[Sca-cooks] 10th cent Welsh foods
t.d.decker at worldnet.att.net
Sat Mar 29 20:28:50 PDT 2008
> - archeoology. Does Wales have anything like Haithabu
> or York in terms of waterlogged organic finds?
> Archeobotany should be a goldmine in any place so wet.
> That can give you an idea of the kinds of animals and
> plants certainly consumed in the area at the time. The
> same goes for cooking implements and, if you are
> lucky, even kitchen setups.
Most Welsh sites are very early or relatively late. Towns in Wales date
largely from the 11th Century onward, when everybody was building castles to
defend their land. I believe there is a 13th Century Medieval history
village named Cosmestan that might prove of interest.
> - literature. Wales has Dark Age law codes, doesn't
> it? How close do the epic poems come to the time? I
> haven't seen this done for Wales, but when I was at
> Trinity, a lecturer gave a very credible account of
> Irish upper-class foods from the Brehon law,
> archeological evidence, monastic accounts and the
> unpronounceable song about that cattle raid (Taine bo
> Cuailgneagheounghhethieanieoe or something).
Welsh law was codified in 945 under Hwyel Dda. There is what appears to be
an English commentary on this code published in 1954, M. Richards, The Laws
of Hwyel Dda, Liverpool, Liverpool University Press.
On might also check The Journey Thru Wales and the Description of Wales by
Gerald of Wales. It's 12th Century, but possibly useful. I used his work
on Ireland to figure out some of the fish that were and weren't available in
> - broader context. What contacts would your persona
> have had? What kind of exotic foods and foodways would
> he have been exposed to? (In this context, 'exotic'
> would mean Frisian, Viking, Anglo-Saxon, Irish,
> Breton, Gascon or Frankish rather that Arab or East
> Asian). Frex, what about Latinity? The 9th century
> Lorsch medical MS preserves a stripped-down version of
> Anthimnus 'Observance of Foods' clearly included as
> valuable medical knowledge. Would you have been part
> of that cultural sphere?
Exotic? The Vikings were in Anglesey, there was a large Irish settled area
in southwest Wales, the Anglo-Saxons were in Mercia to the east and the
Bretons are related Brythonic tribesmen driven out of England around 500 CE.
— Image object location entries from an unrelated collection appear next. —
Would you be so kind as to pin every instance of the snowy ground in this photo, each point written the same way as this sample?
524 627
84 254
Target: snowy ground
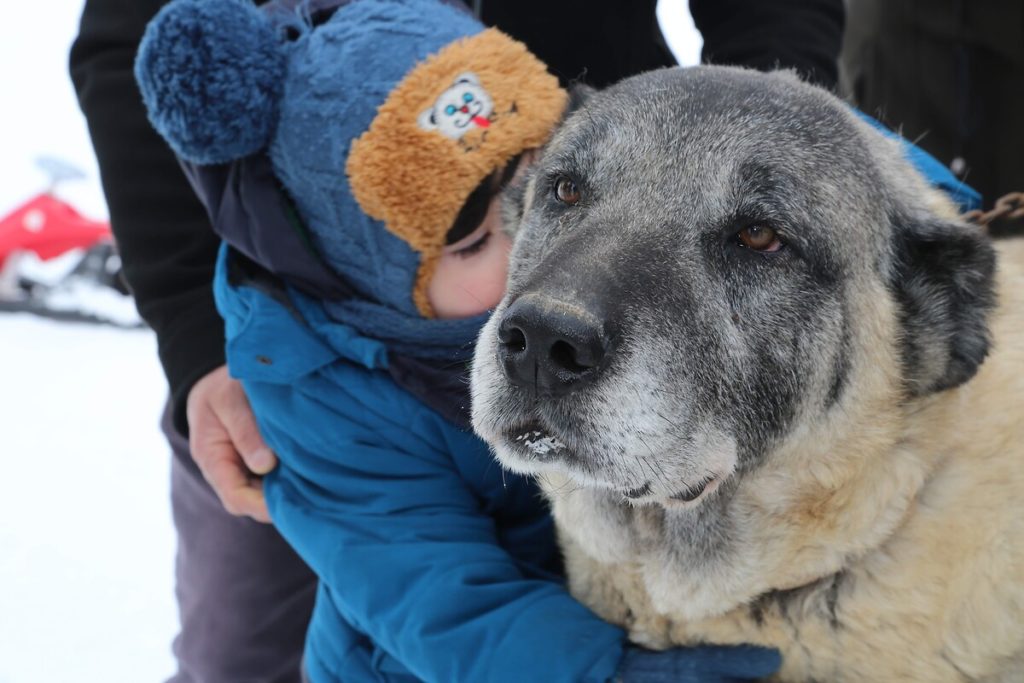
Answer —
86 546
85 531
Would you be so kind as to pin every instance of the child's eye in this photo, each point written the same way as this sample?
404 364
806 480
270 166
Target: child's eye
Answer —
474 246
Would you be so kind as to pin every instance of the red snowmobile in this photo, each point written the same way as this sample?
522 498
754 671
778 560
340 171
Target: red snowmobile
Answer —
58 263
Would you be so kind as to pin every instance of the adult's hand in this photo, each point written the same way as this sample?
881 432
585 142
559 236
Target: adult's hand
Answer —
226 445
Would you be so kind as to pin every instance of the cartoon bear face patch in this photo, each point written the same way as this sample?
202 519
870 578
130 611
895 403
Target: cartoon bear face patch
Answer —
462 108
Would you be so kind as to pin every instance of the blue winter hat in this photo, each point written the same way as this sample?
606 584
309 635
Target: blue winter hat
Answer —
379 122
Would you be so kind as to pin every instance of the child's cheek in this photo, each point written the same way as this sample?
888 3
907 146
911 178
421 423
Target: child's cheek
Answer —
465 287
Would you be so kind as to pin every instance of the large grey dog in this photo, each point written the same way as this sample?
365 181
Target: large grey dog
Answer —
762 374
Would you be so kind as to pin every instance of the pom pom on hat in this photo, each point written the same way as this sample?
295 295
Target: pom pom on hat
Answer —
211 74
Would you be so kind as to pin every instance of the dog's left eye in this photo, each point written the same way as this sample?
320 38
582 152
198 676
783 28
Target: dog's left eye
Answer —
759 238
566 190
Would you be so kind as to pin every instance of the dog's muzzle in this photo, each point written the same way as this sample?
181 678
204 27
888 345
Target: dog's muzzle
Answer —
551 347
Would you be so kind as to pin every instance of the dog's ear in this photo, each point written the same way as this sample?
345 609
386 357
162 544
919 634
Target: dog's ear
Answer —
944 282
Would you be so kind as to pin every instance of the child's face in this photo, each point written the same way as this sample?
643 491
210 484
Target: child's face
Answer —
470 275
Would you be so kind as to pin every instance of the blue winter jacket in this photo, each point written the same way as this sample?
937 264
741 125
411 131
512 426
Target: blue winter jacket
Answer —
434 564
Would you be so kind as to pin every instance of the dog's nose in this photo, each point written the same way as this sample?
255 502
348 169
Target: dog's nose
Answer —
549 346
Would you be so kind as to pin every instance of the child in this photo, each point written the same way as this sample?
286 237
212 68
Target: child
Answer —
351 301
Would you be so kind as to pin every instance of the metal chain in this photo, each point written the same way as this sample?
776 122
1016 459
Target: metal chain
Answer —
1008 206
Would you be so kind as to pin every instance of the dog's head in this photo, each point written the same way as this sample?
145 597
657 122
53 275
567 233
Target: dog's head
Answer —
712 264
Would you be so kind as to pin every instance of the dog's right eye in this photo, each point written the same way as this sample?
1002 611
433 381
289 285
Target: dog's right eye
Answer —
566 190
760 238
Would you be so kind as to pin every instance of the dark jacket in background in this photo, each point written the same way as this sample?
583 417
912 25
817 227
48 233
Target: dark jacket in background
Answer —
164 235
949 74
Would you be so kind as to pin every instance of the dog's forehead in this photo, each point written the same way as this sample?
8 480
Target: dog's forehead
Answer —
712 119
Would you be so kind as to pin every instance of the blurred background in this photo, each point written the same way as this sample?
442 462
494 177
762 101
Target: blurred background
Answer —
86 542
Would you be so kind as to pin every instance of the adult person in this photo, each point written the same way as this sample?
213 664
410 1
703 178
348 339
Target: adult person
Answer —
244 596
946 74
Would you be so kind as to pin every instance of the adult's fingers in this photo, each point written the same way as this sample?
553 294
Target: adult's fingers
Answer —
240 494
240 423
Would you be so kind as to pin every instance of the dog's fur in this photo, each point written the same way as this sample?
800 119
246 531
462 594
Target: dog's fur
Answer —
855 398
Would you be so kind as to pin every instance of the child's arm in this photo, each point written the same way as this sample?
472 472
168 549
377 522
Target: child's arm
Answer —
410 557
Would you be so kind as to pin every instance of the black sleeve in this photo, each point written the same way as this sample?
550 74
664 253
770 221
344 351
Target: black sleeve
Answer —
805 35
164 236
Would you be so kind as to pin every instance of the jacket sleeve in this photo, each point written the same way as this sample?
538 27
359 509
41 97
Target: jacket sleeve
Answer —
167 247
411 556
805 35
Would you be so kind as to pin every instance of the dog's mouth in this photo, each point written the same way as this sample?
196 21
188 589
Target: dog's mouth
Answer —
536 443
690 495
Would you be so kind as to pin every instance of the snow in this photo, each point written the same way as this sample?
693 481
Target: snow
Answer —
86 543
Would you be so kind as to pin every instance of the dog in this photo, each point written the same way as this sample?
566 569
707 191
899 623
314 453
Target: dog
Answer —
772 386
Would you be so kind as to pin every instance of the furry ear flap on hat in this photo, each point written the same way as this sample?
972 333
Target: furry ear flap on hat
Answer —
211 74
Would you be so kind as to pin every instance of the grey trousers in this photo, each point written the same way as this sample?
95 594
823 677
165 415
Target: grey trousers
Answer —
244 596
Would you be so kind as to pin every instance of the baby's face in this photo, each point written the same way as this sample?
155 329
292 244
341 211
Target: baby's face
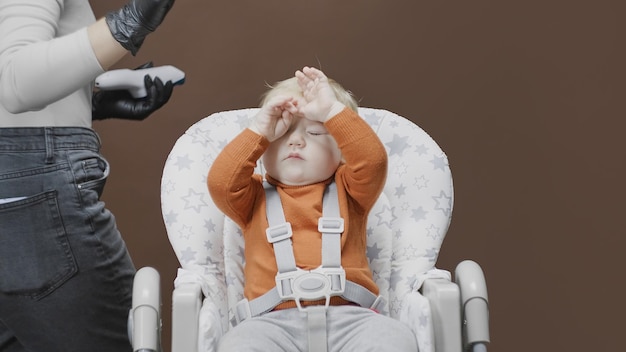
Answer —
306 154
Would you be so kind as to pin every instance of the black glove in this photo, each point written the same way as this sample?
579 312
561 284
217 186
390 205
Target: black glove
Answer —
121 104
134 21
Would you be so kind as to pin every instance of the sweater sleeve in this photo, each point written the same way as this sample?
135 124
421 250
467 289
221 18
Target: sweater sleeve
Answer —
39 63
365 170
230 181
Bunch a neighbors and kin. Roman Era Wales had some rather extensive
overseas trade, but there isn't much information about trade between the 6th
and 12th Centuries.
The Cymry were Romanized Britons and actively part of the Celtic Church from
the 2nd Century to the 7th Century when it was folded into the Roman Church.
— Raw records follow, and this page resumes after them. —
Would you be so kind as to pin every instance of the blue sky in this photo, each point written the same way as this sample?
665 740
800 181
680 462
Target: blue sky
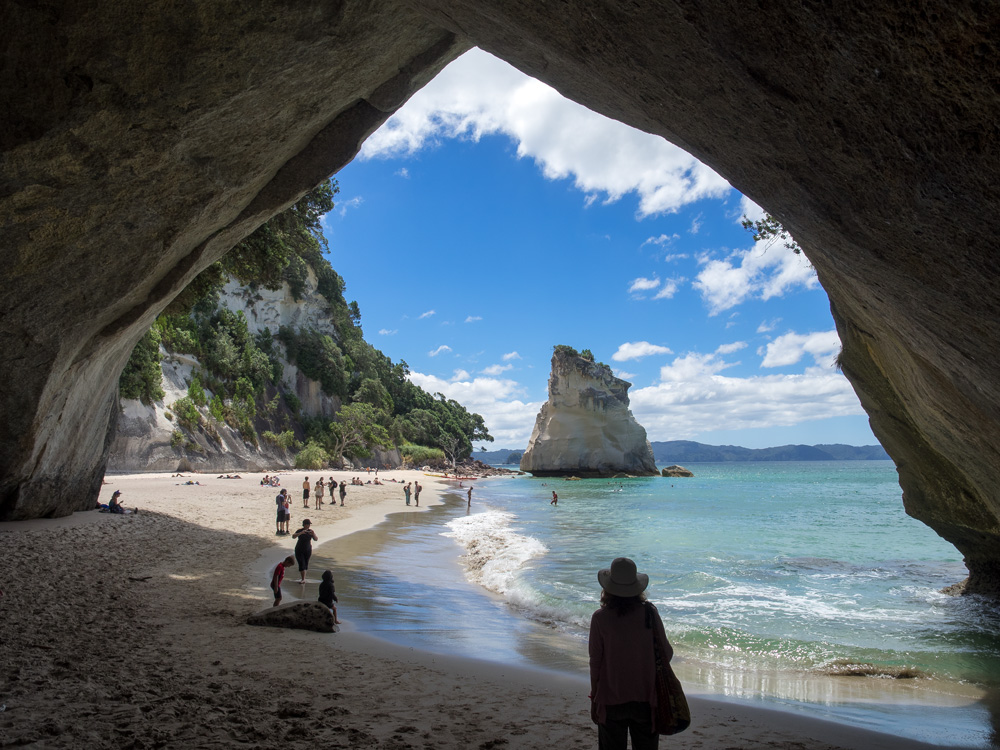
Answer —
491 219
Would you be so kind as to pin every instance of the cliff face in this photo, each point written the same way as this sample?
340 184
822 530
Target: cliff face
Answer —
585 428
147 439
140 142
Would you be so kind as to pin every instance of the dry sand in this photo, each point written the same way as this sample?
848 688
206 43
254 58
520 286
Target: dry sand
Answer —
128 631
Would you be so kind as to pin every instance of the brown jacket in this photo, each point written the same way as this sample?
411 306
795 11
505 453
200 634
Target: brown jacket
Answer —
622 667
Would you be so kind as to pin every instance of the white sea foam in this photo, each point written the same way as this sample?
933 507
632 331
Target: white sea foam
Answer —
495 553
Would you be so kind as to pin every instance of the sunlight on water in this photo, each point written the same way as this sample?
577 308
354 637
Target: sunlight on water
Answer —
769 577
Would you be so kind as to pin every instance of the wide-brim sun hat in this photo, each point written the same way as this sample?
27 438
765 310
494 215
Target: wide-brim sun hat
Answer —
622 579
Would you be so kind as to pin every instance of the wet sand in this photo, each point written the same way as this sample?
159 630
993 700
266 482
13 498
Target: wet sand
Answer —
128 631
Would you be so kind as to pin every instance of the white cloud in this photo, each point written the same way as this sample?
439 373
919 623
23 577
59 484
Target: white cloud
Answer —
507 417
693 396
730 348
669 289
767 326
643 285
764 271
788 349
750 209
638 350
663 239
496 369
343 205
478 95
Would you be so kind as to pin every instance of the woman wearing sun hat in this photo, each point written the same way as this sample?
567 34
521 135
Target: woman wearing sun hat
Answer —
622 665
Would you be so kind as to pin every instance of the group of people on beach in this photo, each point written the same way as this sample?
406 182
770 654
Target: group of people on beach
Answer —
414 490
320 490
628 646
304 537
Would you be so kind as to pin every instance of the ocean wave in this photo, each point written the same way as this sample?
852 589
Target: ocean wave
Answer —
495 554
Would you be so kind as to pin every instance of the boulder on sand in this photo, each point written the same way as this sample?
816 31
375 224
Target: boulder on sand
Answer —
298 615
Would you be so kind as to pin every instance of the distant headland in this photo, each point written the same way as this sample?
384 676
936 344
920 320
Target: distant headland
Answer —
680 451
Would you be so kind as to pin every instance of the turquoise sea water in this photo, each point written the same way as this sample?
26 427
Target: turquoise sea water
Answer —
768 576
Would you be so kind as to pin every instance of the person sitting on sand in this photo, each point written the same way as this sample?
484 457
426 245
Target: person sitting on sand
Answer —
327 594
113 505
303 547
278 575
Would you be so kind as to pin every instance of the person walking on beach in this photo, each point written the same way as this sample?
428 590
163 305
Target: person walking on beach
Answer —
622 661
304 538
328 595
319 493
281 502
278 575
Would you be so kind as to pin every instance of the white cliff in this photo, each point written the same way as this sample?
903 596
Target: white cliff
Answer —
149 438
585 428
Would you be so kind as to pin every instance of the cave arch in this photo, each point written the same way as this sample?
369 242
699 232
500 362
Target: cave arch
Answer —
140 143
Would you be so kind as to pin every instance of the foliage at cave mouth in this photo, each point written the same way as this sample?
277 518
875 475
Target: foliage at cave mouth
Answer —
239 383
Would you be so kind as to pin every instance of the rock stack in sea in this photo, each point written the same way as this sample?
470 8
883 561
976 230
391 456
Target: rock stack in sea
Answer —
585 429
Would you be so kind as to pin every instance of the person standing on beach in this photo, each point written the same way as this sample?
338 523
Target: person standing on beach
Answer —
303 547
278 575
280 519
328 595
319 493
622 662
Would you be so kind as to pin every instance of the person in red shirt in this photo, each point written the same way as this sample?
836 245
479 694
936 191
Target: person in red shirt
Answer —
622 662
278 576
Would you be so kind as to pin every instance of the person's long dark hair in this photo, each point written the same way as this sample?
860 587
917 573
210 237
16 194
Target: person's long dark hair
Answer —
621 604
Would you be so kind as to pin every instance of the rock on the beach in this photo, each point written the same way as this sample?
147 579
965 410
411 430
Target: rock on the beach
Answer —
585 428
297 615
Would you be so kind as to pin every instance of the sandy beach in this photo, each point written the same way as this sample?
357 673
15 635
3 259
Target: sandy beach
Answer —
129 631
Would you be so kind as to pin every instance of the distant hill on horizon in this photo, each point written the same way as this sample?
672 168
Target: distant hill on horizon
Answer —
679 451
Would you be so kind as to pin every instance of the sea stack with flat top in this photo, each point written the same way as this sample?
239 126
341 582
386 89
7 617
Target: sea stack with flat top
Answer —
585 429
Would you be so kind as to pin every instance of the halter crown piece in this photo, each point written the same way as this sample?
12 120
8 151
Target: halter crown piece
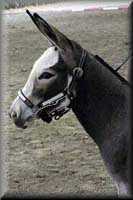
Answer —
60 104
Ireland's famed monastery system was modeled on the one in Wales. So it is
very possible that they would have had various Latin texts available.
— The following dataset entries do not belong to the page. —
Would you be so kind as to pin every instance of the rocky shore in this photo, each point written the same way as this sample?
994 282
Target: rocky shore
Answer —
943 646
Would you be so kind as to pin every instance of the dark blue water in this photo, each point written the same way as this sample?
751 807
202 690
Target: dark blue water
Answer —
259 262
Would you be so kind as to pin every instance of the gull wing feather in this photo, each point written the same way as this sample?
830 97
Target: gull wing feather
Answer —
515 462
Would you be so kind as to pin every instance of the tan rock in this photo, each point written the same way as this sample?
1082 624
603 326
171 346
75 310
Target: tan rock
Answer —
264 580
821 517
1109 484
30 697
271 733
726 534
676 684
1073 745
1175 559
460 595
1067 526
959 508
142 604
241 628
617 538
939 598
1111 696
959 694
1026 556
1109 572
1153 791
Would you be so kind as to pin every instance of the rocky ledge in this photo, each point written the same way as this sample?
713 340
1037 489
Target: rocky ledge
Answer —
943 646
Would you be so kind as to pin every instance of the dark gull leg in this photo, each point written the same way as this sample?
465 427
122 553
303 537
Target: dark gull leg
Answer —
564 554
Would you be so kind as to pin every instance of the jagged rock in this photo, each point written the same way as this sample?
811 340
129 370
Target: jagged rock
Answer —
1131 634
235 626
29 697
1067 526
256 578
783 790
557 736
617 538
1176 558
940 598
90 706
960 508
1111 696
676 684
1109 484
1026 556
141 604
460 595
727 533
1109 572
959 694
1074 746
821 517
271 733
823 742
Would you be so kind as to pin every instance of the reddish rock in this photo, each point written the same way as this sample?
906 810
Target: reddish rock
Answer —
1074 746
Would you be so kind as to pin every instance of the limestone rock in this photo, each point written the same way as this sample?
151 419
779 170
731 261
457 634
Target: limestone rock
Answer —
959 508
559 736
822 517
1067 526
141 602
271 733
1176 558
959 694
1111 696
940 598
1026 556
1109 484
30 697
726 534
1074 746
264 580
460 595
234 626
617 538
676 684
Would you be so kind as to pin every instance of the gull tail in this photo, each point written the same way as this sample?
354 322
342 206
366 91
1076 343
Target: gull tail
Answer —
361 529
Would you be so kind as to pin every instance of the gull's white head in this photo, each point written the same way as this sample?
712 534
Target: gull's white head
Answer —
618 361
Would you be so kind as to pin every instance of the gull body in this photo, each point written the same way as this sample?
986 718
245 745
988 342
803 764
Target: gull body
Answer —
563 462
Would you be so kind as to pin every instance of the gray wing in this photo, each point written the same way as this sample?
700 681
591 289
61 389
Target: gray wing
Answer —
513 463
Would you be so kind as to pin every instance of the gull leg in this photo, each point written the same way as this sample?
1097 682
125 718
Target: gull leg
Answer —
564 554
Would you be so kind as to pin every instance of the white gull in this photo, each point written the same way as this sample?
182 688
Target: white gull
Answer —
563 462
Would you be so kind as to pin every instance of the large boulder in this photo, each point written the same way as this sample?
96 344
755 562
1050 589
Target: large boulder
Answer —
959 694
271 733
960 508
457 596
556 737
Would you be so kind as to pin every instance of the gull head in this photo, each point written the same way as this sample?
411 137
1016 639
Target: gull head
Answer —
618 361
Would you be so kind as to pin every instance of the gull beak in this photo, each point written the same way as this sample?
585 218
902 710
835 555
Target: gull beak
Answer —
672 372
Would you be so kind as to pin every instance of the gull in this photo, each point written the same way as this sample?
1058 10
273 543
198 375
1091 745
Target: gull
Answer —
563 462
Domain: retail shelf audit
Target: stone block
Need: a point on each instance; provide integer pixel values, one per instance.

> - traditional culinary techniques. Some regional
> practioces go back pretty much forever and can lend
> local flavour to an otherwise 'generic barbarian'
> booze-up. Jacqui Wood's 'Prehistoric Cooking' does a
> good job looking into some of these.
> The advantage is that without hard and fast recipes to
> follow, you can actually cook up things that match
> your evidence and please your palate. It can be fun.
> Not anything you could put in as an A&S project, but
> if you stay within the bounds of plausibility (and
> please, no honey butter - all references I have come
> across are biblical) you will do just fine.